(A propòsito del Dìa de Muertos)
El viajero de mil caminos se dejò caer en espera de la Muerte. La deseaba. Anhelaba que èsta llegara y pusiera fin a su sufrimiento. No lo atormentaba el dolor fìsico de su cuerpo maltrecho y de las heridas inflingidas por el sol de muchas jornadas. Le dolìa la ignorancia de no saber què hay mas allà de la frontera de la vida. ¿Que sigue despuès de exhalar el ùltimo aliento? Habìa viajado por todos los continentes, visitado sabios y consultado oràculos y la llaga de la ignorancia seguìa atormentàndolo. "¿Ubi sunt qui ante nos in mundo fuere?" La Muerte debìa conocer la respuesta a todas sus preguntas. Ella, que se los llevò a todos antes que èl, que tuvo el postrer atisbo a sus miradas ùltimas, que tuvo el privilegio, como una madre orgullosa de sus hijos, de observar sus primeros pasos tras cruzar la ùltima puerta.
Pero la Muerte, cual veleidosa amante, se tardaba en llegar. Porque esta dama no llega a capricho nuestro, sino en sus propios tiempos, y a veces, coqueteando con nuestros deseos, nos deja esperando, y otras se aparece de improviso como un intruso en la noche que se sienta a nuestra mesa sin ser invitado.
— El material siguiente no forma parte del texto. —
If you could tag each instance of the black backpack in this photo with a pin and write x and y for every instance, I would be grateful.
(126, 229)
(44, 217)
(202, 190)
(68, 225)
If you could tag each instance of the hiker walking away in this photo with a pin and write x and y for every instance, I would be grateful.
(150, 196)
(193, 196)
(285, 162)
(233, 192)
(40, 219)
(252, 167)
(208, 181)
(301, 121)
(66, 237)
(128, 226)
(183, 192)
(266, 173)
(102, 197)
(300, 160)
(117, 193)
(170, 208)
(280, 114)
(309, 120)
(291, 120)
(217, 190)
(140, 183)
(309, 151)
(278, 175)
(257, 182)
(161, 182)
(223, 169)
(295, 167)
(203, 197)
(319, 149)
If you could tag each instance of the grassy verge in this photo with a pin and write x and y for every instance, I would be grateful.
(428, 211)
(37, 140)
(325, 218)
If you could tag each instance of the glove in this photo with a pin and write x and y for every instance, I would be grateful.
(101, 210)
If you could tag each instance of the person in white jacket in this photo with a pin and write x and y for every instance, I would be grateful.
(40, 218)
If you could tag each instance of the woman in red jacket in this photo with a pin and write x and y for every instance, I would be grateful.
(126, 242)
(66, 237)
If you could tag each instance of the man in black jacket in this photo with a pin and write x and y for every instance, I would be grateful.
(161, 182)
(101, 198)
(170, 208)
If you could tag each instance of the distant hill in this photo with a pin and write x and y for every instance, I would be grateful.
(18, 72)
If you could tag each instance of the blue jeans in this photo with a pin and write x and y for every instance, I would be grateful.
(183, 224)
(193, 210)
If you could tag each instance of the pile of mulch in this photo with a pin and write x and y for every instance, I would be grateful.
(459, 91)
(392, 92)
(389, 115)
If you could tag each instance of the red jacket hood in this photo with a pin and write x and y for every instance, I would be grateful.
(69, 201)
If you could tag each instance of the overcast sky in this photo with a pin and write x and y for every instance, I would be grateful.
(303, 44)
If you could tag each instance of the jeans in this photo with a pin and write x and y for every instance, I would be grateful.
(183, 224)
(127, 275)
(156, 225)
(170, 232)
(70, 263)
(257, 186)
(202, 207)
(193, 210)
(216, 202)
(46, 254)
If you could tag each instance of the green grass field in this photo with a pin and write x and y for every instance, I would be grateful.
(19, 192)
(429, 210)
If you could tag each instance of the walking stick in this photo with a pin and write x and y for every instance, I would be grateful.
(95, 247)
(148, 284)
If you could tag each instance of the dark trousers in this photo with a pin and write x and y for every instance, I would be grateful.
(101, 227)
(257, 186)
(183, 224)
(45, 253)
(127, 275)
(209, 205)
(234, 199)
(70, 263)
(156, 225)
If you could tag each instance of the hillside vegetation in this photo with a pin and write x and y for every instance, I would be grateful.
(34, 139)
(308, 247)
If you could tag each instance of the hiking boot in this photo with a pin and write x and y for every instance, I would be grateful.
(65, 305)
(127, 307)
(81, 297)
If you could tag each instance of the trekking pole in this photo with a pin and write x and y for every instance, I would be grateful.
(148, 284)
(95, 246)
Gruesas làgrimas rodaron por sus secas mejillas, pero cuando la viò llegar, engalanada como para un baile, todo su ser se llenò de alegrìa. Ella abriò su boca desdentada y obscura, " ¡por fin!, el secreto a punto de ser revelado" -pensò el viajero- pero de la boca de la Muerte no saliò ni un sonido, solo señalò con su huesudo dedo el tiempo pasado. El viajero tuvo frente a sì toda su vida en un segundo, y entendiò que con todo lo bueno y con todo lo malo, su existencia habìa sido plena. Y ahora conocerìa la plenitud de la muerte sin remordimientos. Iniciò su ùltimo viaje en el silencio mas absoluto, y del brazo de su dama, mudos los dos, atravesaron el abismo.